Le Figaro, le 2 janvier 2001

Aujourd'hui, le sport accouche de dérives. Comment les jugez-vous ?

L'argent ne me gêne pas. A partir du moment où une activité génère une économie conséquente, il est normal que ses acteurs soient rétribués à leur juste valeur. En revanche, le dopage me dérange. C'est le fléau. On trouve tout un tas d'arguments pour l'expliquer: lourdeur des calendriers, enjeux grandissants... mais lorsque l'on joue avec la vie, la santé, il n'y a aucune excuse, aucune justification qui tienne. Certains athlètes choisissent délibérément cette voie, cela les regarde mais la plupart du temps je pense qu'ils sont très influencés par leur milieu, c'est condamnable. On ne doit pas promener quelqu'un sur ces pentes-là. Celui qui emmène ne risque pas grand-chose mais celui qui est sur le vélo, qui court ou fait je ne sais quoi, c'est lui qui va trinquer. C'est intolérable.
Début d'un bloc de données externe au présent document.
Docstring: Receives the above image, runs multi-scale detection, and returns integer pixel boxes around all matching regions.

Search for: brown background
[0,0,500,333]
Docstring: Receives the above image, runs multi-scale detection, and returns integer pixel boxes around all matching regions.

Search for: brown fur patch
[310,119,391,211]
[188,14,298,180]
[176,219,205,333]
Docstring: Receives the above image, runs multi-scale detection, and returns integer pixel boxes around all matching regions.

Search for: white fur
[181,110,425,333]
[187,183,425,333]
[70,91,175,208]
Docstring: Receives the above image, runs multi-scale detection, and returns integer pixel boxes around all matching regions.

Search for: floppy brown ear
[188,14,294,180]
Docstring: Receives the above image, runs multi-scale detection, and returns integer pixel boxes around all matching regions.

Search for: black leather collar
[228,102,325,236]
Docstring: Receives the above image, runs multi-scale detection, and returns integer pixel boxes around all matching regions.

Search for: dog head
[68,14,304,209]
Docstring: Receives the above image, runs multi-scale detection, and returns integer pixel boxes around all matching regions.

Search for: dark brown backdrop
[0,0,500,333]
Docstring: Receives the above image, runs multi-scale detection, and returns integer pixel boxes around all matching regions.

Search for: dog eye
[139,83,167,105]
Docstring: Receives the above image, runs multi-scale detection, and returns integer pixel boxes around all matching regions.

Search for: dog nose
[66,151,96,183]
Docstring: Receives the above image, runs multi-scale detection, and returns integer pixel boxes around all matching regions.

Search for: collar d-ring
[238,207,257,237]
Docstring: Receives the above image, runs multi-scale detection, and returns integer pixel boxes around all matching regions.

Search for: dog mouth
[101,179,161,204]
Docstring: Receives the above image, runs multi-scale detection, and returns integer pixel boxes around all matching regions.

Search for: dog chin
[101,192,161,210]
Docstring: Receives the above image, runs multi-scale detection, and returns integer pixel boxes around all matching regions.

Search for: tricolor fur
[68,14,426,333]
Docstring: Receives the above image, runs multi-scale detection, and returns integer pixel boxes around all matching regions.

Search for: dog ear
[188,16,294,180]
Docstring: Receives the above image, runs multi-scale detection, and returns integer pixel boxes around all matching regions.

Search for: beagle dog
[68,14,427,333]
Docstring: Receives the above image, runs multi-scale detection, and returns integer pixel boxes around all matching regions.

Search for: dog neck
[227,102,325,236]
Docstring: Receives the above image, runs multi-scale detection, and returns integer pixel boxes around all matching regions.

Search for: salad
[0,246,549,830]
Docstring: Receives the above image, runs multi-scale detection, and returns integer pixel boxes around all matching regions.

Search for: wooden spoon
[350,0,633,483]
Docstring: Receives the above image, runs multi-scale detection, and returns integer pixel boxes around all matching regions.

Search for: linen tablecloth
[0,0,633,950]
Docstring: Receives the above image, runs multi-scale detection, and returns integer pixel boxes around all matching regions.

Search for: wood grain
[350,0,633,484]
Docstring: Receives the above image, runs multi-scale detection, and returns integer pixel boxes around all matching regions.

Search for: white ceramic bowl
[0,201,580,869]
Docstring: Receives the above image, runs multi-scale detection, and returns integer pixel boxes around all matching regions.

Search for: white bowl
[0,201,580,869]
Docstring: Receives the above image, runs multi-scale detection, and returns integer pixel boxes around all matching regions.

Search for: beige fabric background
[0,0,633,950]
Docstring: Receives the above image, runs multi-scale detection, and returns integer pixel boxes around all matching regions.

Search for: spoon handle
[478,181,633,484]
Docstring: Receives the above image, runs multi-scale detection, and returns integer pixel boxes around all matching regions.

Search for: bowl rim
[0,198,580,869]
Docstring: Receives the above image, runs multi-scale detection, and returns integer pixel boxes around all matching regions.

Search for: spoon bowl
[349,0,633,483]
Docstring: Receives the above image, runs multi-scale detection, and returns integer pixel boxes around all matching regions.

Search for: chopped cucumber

Est-il possible de lutter ?

Oui. La marche arrière est envisageable. Je veux y croire. Cela passera par la prévention. Il faut faire prendre conscience aux jeunes et aux moins jeunes des risques encourus. Il y aura toujours une frange qui trichera, car c'est dans la nature humaine, mais on arrivera certainement à en limiter l'ampleur en faisant découvrir, en montrant que l'on meurt plus tôt, qu'on est malade, en choquant par des images, des témoignages. Je croise 15000 à 20000 enfants par an et systématiquement, je m'attache à leur parler du dopage en faisant un comparatif avec la drogue. Le dopage est une tricherie par rapport à la concurrence et la drogue une tricherie par rapport à la dureté de la vie. J'essaie de leur faire peur, sans oublier de leur dire que moi aussi, j'ai peur.

 

La prévention est-elle suffisante ?

Il importe de lutter aussi scientifiquement. Mais même si en France il y a une vraie lutte, ce n'est pas le cas à l'étranger. La partie n'est pas gagnée. Les mauvais médecins, les gourous, ont toujours un temps d'avance sur les contrôles. Les méthodes de dopage viennent directement des travaux de recherche effectués pour tout le monde, pour les malades. Et les masses d'argent allouées à la recherche sont tellement énormes par rapport à celles attribuées à la lutte contre le dopage qu'il existe une profonde différence. Mais le dopage, c'est une voie sans issue, le sport c'est tout simplement le contraire.

Ce combat semble vous tenir particulièrement à cœur...

Je suis déjà membre du CPLD (Conseil de prévention et de lutte contre le dopage) mais je vais m'impliquer davantage. C'est essentiel. La compétition n'a de raison d'être que s'il y a une grosse rivalité. Après, il reste la crête fine qui amène vers les sommets et je ne vois aucun intérêt à ce que la voie y menant soit plus large, que l'on marche sans se casser la figure, que l'on gagne sans risque, sans doute. Car l'essence du sport est là. Il faut aussi lutter contre l'amalgame fait par M. Tout-le-Monde qui n'a que les médias pour se forger une opinion et lui faire comprendre que ce n'est pas le fait de tous les athlètes de se doper et que l'on peut inscrire ses enfants tranquillement dans n'importe quel club, au cœur de n'importe quelle discipline, sans en arriver à ces extrêmes.